Bottom line is........the budget. Anyone here can suggest a ton of add-on parts right down to a complete crate engine.
From what I have read, it seems you want to get your best bang for the buck and keep it basic & simple. About right?
So go with what most of us did with any car "back in the day." Add a better exhaust system as you will not benefit any engine add-ons if the exhaust won't flow. Dual exhaust with a larger sized pipes and free flowing mufflers would be a minimum and factory type cast iron HP manifolds or headers of any type are always preferred, but headers can lead to fitment problems needing to be overcome with the big hammer technique - which by the way has been proven to affect nothing in loss of HP, so hammer away. So my first improvement would be the exhaust system.
Then the intake system would be next on my list. This would include the carb, intake, and air cleaner assembly. You want what is called a "dual plane" intake for the street. Provides good manners for all kinds of driving and maintains a high port velocity for good throttle response at all RPM's. Typically will work from idle on up to 5-5,500 RPM's. Stay away from the "single plane" intakes unless you have an engine that can take advantage of them which is typically a higher RPM engine.
The Edlebrock Performer might be a better bet over the RPM Performer which has a taller mounting at the carb to enhance higher RPM's. BUT, as you stated, won't work with your AC. That said, you can "clean up" your stock 4Bbl intake by gasket matching the ports and smoothing out any rough casting lines or bumps that are accessible with a high speed die grinder and carbide cutter. This will
increase air flow and this is what you want for more FREE HP.

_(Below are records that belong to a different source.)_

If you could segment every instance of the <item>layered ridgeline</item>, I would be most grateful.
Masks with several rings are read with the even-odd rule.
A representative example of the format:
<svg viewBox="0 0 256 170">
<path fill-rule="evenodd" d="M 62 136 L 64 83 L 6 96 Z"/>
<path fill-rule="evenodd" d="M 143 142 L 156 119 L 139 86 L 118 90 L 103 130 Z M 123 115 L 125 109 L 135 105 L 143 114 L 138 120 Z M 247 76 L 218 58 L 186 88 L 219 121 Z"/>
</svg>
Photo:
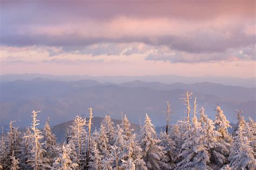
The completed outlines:
<svg viewBox="0 0 256 170">
<path fill-rule="evenodd" d="M 256 118 L 255 88 L 209 82 L 168 84 L 134 81 L 115 84 L 37 79 L 8 82 L 1 80 L 0 91 L 0 124 L 8 126 L 10 121 L 16 120 L 16 126 L 21 128 L 30 123 L 27 117 L 32 106 L 44 113 L 41 121 L 50 116 L 53 125 L 72 120 L 78 114 L 86 114 L 84 110 L 92 107 L 96 116 L 104 117 L 107 113 L 117 119 L 122 119 L 123 111 L 137 124 L 139 124 L 139 117 L 142 118 L 147 112 L 155 125 L 161 126 L 165 124 L 163 111 L 167 101 L 171 105 L 170 123 L 174 124 L 185 115 L 180 98 L 187 91 L 193 92 L 198 106 L 204 106 L 209 117 L 214 116 L 213 108 L 218 103 L 231 122 L 235 121 L 233 113 L 237 109 L 243 110 L 246 118 Z"/>
<path fill-rule="evenodd" d="M 245 121 L 237 111 L 238 126 L 230 134 L 230 122 L 220 107 L 216 106 L 212 120 L 204 108 L 198 114 L 196 99 L 191 107 L 191 94 L 184 96 L 186 117 L 172 125 L 167 103 L 166 125 L 159 133 L 146 114 L 139 127 L 126 115 L 116 124 L 106 115 L 94 129 L 89 108 L 89 118 L 76 116 L 64 140 L 57 143 L 49 120 L 38 129 L 43 113 L 33 111 L 31 127 L 25 132 L 11 122 L 8 132 L 3 133 L 0 169 L 254 169 L 256 123 Z M 136 132 L 134 128 L 138 128 Z"/>
</svg>

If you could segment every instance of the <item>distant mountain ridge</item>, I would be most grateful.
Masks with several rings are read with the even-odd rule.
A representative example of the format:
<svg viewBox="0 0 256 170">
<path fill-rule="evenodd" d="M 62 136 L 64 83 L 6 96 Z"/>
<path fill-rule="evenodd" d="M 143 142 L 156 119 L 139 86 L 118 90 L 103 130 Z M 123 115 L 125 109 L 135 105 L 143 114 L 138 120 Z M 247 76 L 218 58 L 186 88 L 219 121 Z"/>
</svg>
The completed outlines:
<svg viewBox="0 0 256 170">
<path fill-rule="evenodd" d="M 109 114 L 114 119 L 120 119 L 123 111 L 136 124 L 147 112 L 156 125 L 161 126 L 165 123 L 167 101 L 171 105 L 172 123 L 185 116 L 186 108 L 180 98 L 187 90 L 197 97 L 198 109 L 204 106 L 210 117 L 214 116 L 214 107 L 219 103 L 230 122 L 234 121 L 236 109 L 242 109 L 246 118 L 255 119 L 255 88 L 208 82 L 167 84 L 136 81 L 117 84 L 40 78 L 0 83 L 0 124 L 16 120 L 21 127 L 29 125 L 31 111 L 35 109 L 42 111 L 38 115 L 41 122 L 49 116 L 52 124 L 57 124 L 84 114 L 92 107 L 95 116 Z"/>
<path fill-rule="evenodd" d="M 89 119 L 86 118 L 86 120 Z M 100 127 L 102 121 L 104 118 L 100 117 L 95 117 L 92 121 L 92 132 L 96 129 L 98 130 Z M 121 124 L 122 120 L 112 119 L 112 121 L 114 123 L 114 126 L 117 124 Z M 70 126 L 72 125 L 73 121 L 70 121 L 66 122 L 60 123 L 58 125 L 53 126 L 51 128 L 52 132 L 55 134 L 58 142 L 64 142 L 65 140 L 65 137 L 67 134 L 67 129 L 71 129 Z M 85 127 L 86 128 L 86 127 Z M 139 125 L 131 123 L 131 129 L 133 129 L 135 132 L 138 132 L 139 130 Z"/>
<path fill-rule="evenodd" d="M 210 82 L 227 86 L 256 87 L 256 77 L 239 78 L 228 76 L 206 75 L 188 77 L 175 75 L 145 75 L 145 76 L 89 76 L 89 75 L 53 75 L 41 74 L 8 74 L 0 75 L 1 82 L 11 82 L 17 80 L 31 80 L 36 78 L 45 78 L 53 80 L 65 81 L 82 80 L 96 80 L 101 83 L 110 82 L 123 83 L 139 80 L 144 82 L 157 82 L 166 84 L 181 82 L 186 84 Z"/>
</svg>

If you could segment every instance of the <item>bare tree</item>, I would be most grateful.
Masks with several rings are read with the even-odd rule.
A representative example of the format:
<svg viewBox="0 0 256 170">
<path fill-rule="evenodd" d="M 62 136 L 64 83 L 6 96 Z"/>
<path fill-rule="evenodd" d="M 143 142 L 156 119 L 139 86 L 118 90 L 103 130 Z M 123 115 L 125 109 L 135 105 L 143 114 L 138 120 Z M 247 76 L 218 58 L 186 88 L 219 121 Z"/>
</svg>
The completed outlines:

You can also experiment with a carb spacer to add more HP. The "dual plane" manifold splits the carb, the left front/rear barrels feed one side of the engine while the right barrels feed the other. Raise the carb up with an open spacer, each side of the engine now feed off of all 4 barrels - the left and the right, in effect giving you a larger carburetor without getting one. This works providing you have the needed clearance between hood and top of air cleaner or get a low profile air cleaner to make the necessary clearance.

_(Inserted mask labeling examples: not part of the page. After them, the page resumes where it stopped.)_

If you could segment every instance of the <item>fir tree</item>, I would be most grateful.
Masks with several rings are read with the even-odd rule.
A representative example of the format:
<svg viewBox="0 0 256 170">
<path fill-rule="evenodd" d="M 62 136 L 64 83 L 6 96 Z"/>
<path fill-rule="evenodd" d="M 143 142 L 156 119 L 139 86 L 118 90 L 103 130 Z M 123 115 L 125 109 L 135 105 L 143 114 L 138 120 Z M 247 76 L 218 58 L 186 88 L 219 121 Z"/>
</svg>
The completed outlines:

Personally, I think a 600CFM carb is too small for a 383. I would want a 650CFM as a minimum, but really go with a 750CFM having the vacuum secondaries (if it will fit your manifold base as some are "square port" while a 750 carb has slightly larger secondary bores. Some manifolds can be opened up to match if enough material is available). Vacuum secondaries compensates the engine in that they only open as the engine needs the extra air/fuel. It creates a smoother and better transition on a basic street engine. If too big, the secondaries are only going to open enough as needed, but no doubt as RPM's build in the 383, the carb will keep up and provide the power needed. Too small a carb can starve the engine, so higher RPM's or better flowing intake will be a waste as it can peak earlier than the potential of the engine's power band.

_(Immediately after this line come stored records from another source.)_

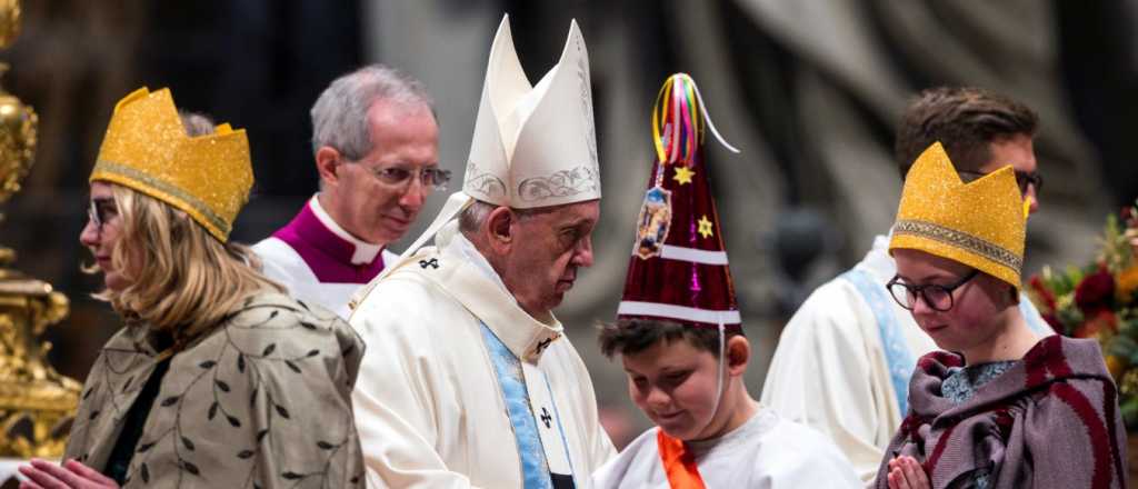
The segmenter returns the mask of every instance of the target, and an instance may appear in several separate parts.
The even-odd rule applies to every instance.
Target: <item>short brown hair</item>
[[[745,337],[745,334],[741,328],[728,328],[723,340],[726,342],[733,337]],[[695,348],[710,351],[716,358],[719,357],[719,329],[685,326],[675,321],[636,318],[604,323],[601,324],[597,343],[601,346],[601,353],[612,358],[616,354],[635,355],[660,341],[670,343],[679,339]]]
[[[940,141],[957,171],[978,172],[991,159],[991,142],[1034,136],[1038,123],[1028,106],[983,89],[929,89],[905,108],[893,156],[904,180],[917,157]]]

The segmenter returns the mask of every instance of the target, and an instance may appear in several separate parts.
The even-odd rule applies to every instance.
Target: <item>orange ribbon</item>
[[[703,478],[700,476],[700,470],[695,466],[695,458],[684,448],[683,441],[659,430],[655,445],[660,450],[660,463],[663,464],[663,473],[668,475],[671,489],[707,489]]]

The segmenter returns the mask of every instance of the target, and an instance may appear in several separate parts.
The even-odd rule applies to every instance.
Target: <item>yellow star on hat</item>
[[[676,174],[671,176],[671,180],[675,180],[683,185],[685,183],[692,183],[692,176],[695,176],[695,171],[686,166],[676,166]]]
[[[700,216],[698,223],[700,225],[700,231],[699,231],[700,235],[703,238],[711,238],[711,234],[714,233],[711,232],[711,221],[708,221],[708,216],[707,215]]]

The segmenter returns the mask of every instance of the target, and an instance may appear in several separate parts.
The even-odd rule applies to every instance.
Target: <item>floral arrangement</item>
[[[1044,267],[1026,292],[1059,334],[1098,340],[1127,430],[1138,431],[1138,207],[1107,216],[1092,263]]]

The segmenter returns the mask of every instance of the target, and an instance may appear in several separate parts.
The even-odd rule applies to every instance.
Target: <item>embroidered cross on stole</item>
[[[481,331],[518,444],[522,487],[575,488],[569,445],[549,380],[536,365],[520,362],[485,323]]]

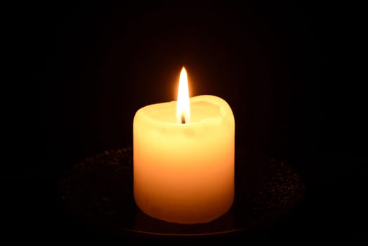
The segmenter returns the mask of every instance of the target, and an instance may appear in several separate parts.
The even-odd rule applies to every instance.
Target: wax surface
[[[180,224],[211,221],[234,200],[235,119],[221,98],[190,98],[190,123],[176,101],[145,106],[133,121],[133,191],[149,216]]]

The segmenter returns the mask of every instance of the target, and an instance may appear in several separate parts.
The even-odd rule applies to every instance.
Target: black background
[[[32,240],[103,238],[66,218],[58,181],[84,157],[131,145],[136,110],[176,100],[185,65],[191,96],[213,94],[231,106],[237,146],[285,160],[308,188],[299,214],[254,238],[363,239],[364,98],[344,58],[346,13],[334,7],[264,1],[16,6],[8,47],[25,114],[13,145],[19,162],[1,175],[10,231]]]

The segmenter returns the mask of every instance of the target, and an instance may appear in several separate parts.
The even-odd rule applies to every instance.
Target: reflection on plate
[[[235,199],[231,209],[211,223],[168,223],[147,216],[136,205],[133,152],[131,148],[122,148],[70,167],[60,181],[60,190],[69,212],[113,233],[198,236],[267,227],[298,207],[305,188],[286,163],[237,149]]]

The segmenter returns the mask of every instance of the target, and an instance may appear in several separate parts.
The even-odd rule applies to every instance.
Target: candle
[[[151,217],[213,221],[234,200],[235,119],[222,98],[189,98],[183,67],[178,101],[139,109],[133,124],[133,192]]]

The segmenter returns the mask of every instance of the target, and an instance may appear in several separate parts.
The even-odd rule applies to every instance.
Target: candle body
[[[176,101],[150,105],[133,121],[133,192],[149,216],[211,221],[234,200],[235,119],[223,99],[190,98],[191,122],[177,124]]]

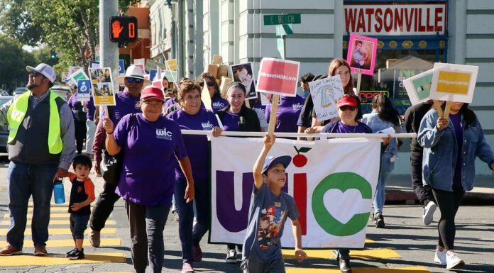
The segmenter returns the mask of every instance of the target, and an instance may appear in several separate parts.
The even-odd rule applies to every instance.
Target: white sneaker
[[[446,269],[451,269],[454,268],[459,268],[465,265],[465,262],[460,259],[459,257],[455,252],[446,252]]]
[[[439,251],[436,247],[436,255],[434,256],[434,262],[441,265],[446,265],[446,248]]]
[[[436,211],[437,206],[435,203],[429,201],[427,203],[427,206],[424,208],[424,215],[422,215],[422,220],[424,220],[424,225],[429,225],[432,223],[434,220],[434,212]]]

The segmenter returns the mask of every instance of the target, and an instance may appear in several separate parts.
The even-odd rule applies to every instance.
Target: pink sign
[[[258,92],[295,96],[300,62],[263,58],[256,89]]]
[[[374,74],[378,39],[350,34],[346,62],[353,73]]]

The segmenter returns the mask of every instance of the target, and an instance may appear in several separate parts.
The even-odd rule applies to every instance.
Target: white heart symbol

I would get the largest and most unrestrictive air cleaner I could install. More air is more power. Get a spare factory air cleaner if you have to have it, and drill evenly spaced 1" holes all around the outside perimeter to allow for more air flow. Tell people it was a Nascar option. LOL
Your 9.2 compression with iron heads is about the most you want for a street engine with iron heads if using pump gas. As you start to hit 9.5, you begin to need higher octane gas through additives or racing gas. This means you want to be very careful with cam selection IF you choose to install a new cam grind. Their are many things involved when selecting a "street" cam. You don't want one that will capture/build more cylinder pressure and effectively raise your 9.2 compression even higher. So an engine having 8.4, 9.2, or 10.0 compression would each require a different matching grind for street performance. There are many factors that go into a good choice and it is best not to rely on the recommendations of others, but let a cam grinder/manufacturer suggest a cam for your specific application. Choose the wrong cam, and the engine could be a slug nor match all the improvements you have made to the engine. The cam, in my opinion, it the most important piece in the engine and then you can build around it once you know what you want your engine/car to do.
I would also add to this list 2500 RPM stall converter. I would get what is called a "tight" converter, one that has little slip when using light/part throttle and comes on strong when you nail the gas. I used a company called Edge Racing Converters (
727 : Edge Racing Converters, More Horsepower with More Torque Guaranteed! ) for my brother's 904 transmission behind a 360CI SixPack engine. It worked as claimed. I have a factory 2500 RPM converter behind my 360CI and it slips a whole lot more and I would go with one of these converters to replace it in an instant and probably will when I rebuild the trans at some point. This will also improve performance, especially at a stop light take-off under full throttle.